Wednesday, March 12, 2008

INFP

What do Mary, Mother of Jesus, and I have in common?

Apparently we are both INFPs, one of the 16 personality types according to the Myers-Briggs personality preference indicator. So, what does INFP mean? "I" stands for introverted, "N" stands for intuitive, "F" stands for feeling, "P" stands for perceiving. Each of the four letters represents a component of psychological type as determined by Carl Jung. As for mine and the Virgin Mary's type, INFP describes a person who - at their best - is sensitive, concerned and caring; idealistic and loyal to their ideas; curious and creative; have long-range vision. At worst, or if not properly supported and appreciated, INFPs withdraw from people and situations, have difficulty expressing themselves verbally, become easily discouraged, and reject logical reasoning.

Bingo!

The reason I took this personality test in the first place is that I'm enrolled in a career exploration workshop and in our last class we discussed Myers Briggs types in some detail. The result is a useful piece of information to include when mulling over one's work life and the kinds of circumstances and occupations that will be conducive to satisfaction and happiness.

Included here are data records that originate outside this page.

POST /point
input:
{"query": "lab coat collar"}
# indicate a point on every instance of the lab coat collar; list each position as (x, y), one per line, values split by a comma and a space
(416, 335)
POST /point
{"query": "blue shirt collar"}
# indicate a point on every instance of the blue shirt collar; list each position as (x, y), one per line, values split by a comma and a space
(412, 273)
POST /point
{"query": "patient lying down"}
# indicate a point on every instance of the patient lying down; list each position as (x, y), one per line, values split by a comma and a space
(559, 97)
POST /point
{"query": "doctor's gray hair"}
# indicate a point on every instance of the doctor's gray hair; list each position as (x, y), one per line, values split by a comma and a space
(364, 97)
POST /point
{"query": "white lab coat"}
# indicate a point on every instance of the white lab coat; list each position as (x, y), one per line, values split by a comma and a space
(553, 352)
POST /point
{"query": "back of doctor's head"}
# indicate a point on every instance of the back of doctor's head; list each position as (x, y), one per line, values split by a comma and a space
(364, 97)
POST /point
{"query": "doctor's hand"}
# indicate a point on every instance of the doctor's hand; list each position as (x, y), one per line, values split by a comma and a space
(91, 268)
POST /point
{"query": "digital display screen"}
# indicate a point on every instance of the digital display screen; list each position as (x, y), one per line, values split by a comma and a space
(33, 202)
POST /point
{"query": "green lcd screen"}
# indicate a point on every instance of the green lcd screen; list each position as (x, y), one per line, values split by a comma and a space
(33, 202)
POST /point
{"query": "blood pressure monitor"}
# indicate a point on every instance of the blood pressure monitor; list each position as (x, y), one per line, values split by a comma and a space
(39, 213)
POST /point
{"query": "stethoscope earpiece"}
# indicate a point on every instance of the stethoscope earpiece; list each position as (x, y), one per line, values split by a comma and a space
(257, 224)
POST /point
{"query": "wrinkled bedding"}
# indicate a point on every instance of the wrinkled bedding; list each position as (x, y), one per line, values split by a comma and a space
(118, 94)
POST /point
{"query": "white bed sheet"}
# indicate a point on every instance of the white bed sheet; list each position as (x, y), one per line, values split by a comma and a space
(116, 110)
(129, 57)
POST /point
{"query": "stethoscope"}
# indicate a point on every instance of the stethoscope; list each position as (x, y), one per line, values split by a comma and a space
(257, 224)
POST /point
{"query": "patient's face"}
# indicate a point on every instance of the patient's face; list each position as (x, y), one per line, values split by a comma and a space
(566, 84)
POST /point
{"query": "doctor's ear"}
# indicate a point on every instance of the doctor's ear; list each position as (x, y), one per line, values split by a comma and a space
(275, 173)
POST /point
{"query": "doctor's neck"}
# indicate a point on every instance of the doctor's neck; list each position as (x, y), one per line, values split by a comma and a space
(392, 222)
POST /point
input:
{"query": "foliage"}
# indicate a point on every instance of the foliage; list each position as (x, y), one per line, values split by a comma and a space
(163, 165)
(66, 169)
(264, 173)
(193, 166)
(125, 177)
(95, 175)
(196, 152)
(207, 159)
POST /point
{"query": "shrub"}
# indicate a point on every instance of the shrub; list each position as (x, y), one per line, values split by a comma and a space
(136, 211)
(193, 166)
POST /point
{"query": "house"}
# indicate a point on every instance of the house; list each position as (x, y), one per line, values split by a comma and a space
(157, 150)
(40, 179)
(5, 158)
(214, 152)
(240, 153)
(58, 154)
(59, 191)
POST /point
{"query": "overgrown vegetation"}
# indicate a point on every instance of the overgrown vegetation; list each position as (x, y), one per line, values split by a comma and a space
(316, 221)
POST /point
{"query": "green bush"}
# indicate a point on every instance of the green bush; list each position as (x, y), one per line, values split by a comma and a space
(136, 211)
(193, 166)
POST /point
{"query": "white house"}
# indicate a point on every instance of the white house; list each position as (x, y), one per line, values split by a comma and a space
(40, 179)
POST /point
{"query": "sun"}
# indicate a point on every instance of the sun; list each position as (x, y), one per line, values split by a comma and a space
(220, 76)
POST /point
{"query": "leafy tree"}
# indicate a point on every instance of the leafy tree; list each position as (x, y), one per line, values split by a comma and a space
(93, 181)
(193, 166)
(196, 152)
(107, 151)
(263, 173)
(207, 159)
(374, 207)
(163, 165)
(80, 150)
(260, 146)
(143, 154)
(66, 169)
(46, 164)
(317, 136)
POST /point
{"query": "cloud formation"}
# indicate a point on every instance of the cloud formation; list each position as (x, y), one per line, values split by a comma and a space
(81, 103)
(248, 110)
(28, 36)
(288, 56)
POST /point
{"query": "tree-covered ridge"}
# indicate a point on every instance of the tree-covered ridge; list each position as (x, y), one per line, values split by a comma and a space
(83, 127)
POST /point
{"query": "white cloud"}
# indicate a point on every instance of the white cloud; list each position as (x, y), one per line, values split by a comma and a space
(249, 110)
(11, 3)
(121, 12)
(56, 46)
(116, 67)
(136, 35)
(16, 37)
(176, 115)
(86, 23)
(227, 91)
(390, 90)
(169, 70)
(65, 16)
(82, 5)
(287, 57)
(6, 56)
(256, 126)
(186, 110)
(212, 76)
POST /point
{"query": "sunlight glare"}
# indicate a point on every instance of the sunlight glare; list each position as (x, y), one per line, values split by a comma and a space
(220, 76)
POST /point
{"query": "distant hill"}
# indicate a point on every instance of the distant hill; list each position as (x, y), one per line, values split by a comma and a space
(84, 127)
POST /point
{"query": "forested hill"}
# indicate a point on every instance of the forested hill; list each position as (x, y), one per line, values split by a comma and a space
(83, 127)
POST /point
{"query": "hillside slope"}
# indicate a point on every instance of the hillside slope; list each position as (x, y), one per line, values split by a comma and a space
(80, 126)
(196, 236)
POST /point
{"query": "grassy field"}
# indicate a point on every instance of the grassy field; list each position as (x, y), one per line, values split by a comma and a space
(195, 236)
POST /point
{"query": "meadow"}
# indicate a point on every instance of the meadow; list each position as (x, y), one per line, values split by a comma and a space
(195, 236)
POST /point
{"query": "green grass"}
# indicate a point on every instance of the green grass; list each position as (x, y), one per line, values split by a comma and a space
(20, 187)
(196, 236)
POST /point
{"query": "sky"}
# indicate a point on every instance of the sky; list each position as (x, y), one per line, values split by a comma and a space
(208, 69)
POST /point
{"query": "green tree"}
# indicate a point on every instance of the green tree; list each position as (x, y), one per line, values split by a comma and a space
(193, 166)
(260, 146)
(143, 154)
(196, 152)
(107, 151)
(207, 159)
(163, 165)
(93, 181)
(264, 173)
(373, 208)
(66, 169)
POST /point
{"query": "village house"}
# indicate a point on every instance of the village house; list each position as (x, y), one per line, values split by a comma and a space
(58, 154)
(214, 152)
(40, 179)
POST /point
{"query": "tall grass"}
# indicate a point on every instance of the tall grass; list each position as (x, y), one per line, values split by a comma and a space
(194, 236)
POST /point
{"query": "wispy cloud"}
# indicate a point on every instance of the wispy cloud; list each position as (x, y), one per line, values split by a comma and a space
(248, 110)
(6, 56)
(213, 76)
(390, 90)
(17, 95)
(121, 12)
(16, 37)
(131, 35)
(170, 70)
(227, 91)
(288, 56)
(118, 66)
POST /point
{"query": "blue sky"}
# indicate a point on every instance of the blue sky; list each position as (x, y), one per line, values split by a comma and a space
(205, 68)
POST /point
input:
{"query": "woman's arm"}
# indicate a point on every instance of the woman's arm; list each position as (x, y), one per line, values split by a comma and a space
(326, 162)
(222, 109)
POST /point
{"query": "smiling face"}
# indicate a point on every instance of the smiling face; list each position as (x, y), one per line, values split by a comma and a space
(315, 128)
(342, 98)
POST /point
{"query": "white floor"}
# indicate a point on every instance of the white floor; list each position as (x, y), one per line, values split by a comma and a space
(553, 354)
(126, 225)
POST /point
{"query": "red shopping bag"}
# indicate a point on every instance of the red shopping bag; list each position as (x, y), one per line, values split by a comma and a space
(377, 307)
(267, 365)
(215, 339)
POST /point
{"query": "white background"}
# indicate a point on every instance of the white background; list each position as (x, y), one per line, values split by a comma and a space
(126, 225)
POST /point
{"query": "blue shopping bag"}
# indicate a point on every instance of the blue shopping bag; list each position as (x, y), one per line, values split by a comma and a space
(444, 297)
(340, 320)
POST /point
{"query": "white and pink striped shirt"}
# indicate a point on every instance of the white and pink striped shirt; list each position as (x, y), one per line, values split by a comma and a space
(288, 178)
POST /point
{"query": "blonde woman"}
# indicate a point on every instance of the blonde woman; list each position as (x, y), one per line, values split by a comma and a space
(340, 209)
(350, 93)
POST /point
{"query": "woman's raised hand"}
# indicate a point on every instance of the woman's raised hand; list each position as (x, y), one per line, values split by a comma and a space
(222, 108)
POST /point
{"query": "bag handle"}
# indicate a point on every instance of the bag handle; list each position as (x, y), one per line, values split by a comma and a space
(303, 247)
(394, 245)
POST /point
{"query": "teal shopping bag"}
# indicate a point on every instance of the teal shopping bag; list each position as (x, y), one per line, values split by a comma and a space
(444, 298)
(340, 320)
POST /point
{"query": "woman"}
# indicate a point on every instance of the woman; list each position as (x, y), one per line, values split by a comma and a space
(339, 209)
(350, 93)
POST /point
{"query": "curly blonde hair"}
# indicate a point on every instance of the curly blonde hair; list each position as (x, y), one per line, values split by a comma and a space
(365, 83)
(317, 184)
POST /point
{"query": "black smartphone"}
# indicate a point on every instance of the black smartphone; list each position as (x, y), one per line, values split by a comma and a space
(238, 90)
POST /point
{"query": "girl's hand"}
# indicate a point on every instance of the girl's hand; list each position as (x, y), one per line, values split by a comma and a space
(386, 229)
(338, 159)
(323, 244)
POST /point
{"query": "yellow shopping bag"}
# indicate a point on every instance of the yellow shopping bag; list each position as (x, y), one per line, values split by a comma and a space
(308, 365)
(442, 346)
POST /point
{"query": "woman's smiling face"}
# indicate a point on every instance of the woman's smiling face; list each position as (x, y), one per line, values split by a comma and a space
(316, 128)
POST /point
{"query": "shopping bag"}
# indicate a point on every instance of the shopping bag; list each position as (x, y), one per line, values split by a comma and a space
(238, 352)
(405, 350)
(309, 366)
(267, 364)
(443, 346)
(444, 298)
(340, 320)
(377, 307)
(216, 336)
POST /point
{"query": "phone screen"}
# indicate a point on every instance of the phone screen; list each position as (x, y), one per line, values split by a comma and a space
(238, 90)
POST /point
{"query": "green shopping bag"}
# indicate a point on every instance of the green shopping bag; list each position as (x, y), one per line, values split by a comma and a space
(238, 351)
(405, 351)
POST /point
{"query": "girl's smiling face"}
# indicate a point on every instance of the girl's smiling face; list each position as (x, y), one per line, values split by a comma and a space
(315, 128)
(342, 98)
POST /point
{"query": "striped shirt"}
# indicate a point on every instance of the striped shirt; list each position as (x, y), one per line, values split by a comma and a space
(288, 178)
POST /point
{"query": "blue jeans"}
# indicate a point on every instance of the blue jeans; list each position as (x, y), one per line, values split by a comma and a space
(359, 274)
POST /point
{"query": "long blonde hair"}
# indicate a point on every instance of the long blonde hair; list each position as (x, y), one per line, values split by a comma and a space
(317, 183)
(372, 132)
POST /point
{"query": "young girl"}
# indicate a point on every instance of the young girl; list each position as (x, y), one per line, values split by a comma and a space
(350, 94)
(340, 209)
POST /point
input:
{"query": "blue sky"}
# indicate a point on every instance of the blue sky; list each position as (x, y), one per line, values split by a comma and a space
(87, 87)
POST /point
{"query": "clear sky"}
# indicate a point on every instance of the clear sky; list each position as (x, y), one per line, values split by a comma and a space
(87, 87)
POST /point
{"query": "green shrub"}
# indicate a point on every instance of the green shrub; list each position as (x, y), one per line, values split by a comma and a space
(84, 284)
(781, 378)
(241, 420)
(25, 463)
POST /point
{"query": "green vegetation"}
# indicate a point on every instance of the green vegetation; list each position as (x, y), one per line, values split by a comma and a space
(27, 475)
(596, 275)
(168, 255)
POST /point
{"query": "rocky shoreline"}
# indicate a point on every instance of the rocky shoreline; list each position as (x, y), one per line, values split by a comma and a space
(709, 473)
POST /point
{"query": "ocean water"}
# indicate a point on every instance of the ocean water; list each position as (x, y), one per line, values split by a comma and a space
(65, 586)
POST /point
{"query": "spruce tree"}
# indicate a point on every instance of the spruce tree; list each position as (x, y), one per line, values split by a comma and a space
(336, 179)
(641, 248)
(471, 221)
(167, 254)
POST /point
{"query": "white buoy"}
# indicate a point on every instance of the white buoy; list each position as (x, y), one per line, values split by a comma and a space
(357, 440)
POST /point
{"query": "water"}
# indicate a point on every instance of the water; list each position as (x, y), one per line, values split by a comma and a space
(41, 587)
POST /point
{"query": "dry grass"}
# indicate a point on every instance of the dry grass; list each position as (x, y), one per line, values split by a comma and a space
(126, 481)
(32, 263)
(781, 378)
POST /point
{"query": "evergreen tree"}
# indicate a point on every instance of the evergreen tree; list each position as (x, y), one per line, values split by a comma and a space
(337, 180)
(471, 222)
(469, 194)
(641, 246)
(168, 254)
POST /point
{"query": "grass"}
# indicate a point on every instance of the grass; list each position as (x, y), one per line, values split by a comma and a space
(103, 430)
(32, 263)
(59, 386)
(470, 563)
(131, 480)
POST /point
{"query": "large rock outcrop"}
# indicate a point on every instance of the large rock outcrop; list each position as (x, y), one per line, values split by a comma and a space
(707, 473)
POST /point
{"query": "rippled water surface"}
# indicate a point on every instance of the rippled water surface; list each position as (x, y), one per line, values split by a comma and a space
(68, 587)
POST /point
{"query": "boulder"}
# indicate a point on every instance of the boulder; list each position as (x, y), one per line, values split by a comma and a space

Interestingly, I had scored differently the last time I took this test, about 12 years ago. Then I turned out to be an INTJ, someone with a clearer preference for thinking over feeling and judging over perceiving (what "judging" means in Myers-Briggs terminology is a preference for structure and planning). That just shows how years of yoga practice, spiritual re-education and plunging into a creative line of work can transform a "TJ" into an "FP", while leaving my "IN" intact; for the sake of accuracy, I must admit that my scores for I and N were quite strong, while my tendency towards F and P were less conclusive. And it is possible that the last time I took the test I answered the questions inaccurately, responding aspirationally (how I wanted to be and/or how I thought I should be) rather than how I actually was. It's also possible that I'm a bit of a flip-flopper. In certain group work situations, I can quickly morph into an INTJ if I sense (intuitively, of course!) that there is a need for a decision maker or someone to be in charge. I can play that part, but I don't necessarily enjoy being in that role. Indeed, when I read a bit more about how personality type manifests in the workplace it became clear that, on the job, I am an INTJ.

And while I normally hate being put into a box and reject almost any categorization of my "type", the woman leading my career workshop told us that INFPs are rare indeed, occurring in about 1% of the US population. That made me feel special again, until I realized that I am just one in a 100, not one in a million. Then she pointed out that INFPs, of the 16 types, have the hardest time finding satisfaction in or fitting into the contemporary American workplace. Many of them just quit. It felt validating to have my own highly disappointing and discouraging corporate experiences corroborated by the research, although then I started to worry that I might never be able to tolerate a job that actually offered benefits and a 401(k) plan. My detour into anxiety and self-pity abruptly ended when I Googled "INFP" and discovered that, according to Wikipedia, I am in pretty amazing company. In addition to Jesus' Mother, other INFPs include Homer, Shakespeare, Princess Diana and Mister Rogers.

1 comment:

Ilona Fried said...

Thanks, Kristin, for reading and commenting. I'm so glad you found my words helpful.